[CentOS] Microsoft Teams on CentOS 7. Does the latest version work?

Fri Jul 16 08:06:11 UTC 2021
Toralf Lund <toralf.lund at pgs.com>

On 15/07/2021 12:57, Stephen John Smoogen wrote:
> On Thu, 15 Jul 2021 at 05:30, Toralf Lund <toralf.lund at pgs.com> wrote:
>> On 15/07/2021 09:37, Gianluca Cecchi wrote:
>>> On Tue, Jul 13, 2021 at 2:03 PM Toralf Lund <toralf.lund at pgs.com> wrote:
>>>
>>>> Does anyone else run Microsoft Teams on CentOS 7?
>>>>
>>>> I've used it for a while now, and it's generally worked reasonably well.
>>>> However, after upgrading to the latest version from the Microsoft repos,
>>>> it doesn't start up properly. Processes start and remain active until I
>>>> give up and kill them, but I can't see a window or a tray icon or anything.
>>>>
>>>> Has anyone else seen this? Is there anything I can do to make the GUI
>>>> appear?
>>>>
>>>> This is not a big deal as everything just works fine if I revert to the
>>>> previous release, but it would be interesting to know if this is a
>>>> general problem with the software, or I have some weird issue with my
>>>> system.
>>>>
>>>> The release that doesn't work is 1.4.00.13653. The one that does is
>>>> 1.4.00.7556.
>>>>
>>>> - Toralf
>>>>
>>>>
>>>>
>>> At the end I think you have something broken with your repo config or you
>>> installed forcing something.
>> Like I said elsewhere, it turns out that it's a little more complicated
>> than that. The libraries are actually "provided", but they're not on the
>> library path.
>>
> That isn't provided..

It's quite definitely provided. I'm mean in the rpm/package install 
context, of course, which is what we were discussing.

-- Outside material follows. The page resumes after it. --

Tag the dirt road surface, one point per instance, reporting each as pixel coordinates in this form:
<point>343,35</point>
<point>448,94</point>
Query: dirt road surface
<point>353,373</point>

The libraries/abi versions are also provided in the sense that the 
actually exist on my system, event though teams can't find them right now.

>   that is a private copy that chrome bundles
> itself to use. It may or may not have all of the library calls in it
> (the chrome upstream may only turn on things it knows it wants), and
> it may have changes which the team doesn't expect.

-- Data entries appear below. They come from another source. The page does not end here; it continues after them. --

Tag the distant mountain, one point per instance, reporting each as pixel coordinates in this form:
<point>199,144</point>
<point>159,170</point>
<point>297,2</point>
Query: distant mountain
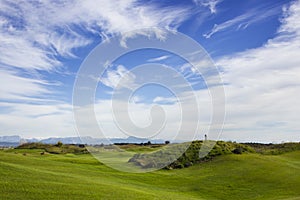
<point>10,139</point>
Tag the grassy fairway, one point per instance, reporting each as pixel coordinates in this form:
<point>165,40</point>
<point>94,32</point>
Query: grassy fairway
<point>69,176</point>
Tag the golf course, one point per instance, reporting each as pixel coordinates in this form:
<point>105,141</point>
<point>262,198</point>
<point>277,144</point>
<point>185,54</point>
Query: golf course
<point>36,174</point>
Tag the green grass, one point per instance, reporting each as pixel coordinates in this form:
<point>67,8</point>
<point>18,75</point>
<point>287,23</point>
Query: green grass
<point>69,176</point>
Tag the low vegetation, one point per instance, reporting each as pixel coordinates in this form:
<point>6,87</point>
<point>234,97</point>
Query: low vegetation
<point>26,174</point>
<point>59,148</point>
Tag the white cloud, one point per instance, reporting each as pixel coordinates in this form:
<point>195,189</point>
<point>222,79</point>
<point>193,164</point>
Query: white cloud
<point>244,20</point>
<point>119,78</point>
<point>158,59</point>
<point>15,88</point>
<point>211,4</point>
<point>35,35</point>
<point>263,86</point>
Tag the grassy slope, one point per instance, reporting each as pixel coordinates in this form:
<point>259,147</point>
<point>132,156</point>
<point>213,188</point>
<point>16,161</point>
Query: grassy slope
<point>246,176</point>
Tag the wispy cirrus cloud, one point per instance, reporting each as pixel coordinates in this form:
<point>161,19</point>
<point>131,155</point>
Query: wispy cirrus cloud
<point>263,86</point>
<point>243,21</point>
<point>211,4</point>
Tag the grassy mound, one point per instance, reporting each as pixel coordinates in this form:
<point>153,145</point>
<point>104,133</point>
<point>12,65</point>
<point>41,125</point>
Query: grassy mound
<point>192,154</point>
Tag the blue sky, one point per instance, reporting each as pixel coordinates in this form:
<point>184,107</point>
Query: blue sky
<point>255,45</point>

I think you're missing my point. The teams install works because the 
package *claims* that it provides everything teams wants (besides what's 
in the "normal" system libs.) Whether it works or not is a different 
question.

It most likely will, though, if I set up the necessary LD_PRELOAD etc. 
(haven't been able to try because I needed to have a Teams version i 
*knew* worked.)  It's unlikely that there are "changes which the team 
doesn't expect"; I'm reasonably sure this is a straight 
rebuild/repackaging of newer upstream "libstdc++". It's also not an 
integral part of Chrome, but rather a package someone related to the 
Fedora team made to allow a certain "upstream" versions of chrome to 
work on a certain "downstream" OS release.

>
> Also teams is looking for `rpm -q --whatprovides
> 'libstdc++.so.6(GLIBCXX_3.4.20)(64bit)'` and you typed
> `rpm -q --whatprovides 'libstdc++.so.6(GLIBCXX_3.4.22)(64bit)'`

No, it looks for several different "libstdc++.so.6" versions, and the 
"chrome" package provides them all. I just listed one of them to 
illustrate the point.

>
> Basically Microsoft teams will need to bundle this newer version of
> glibc they are using to make your software work.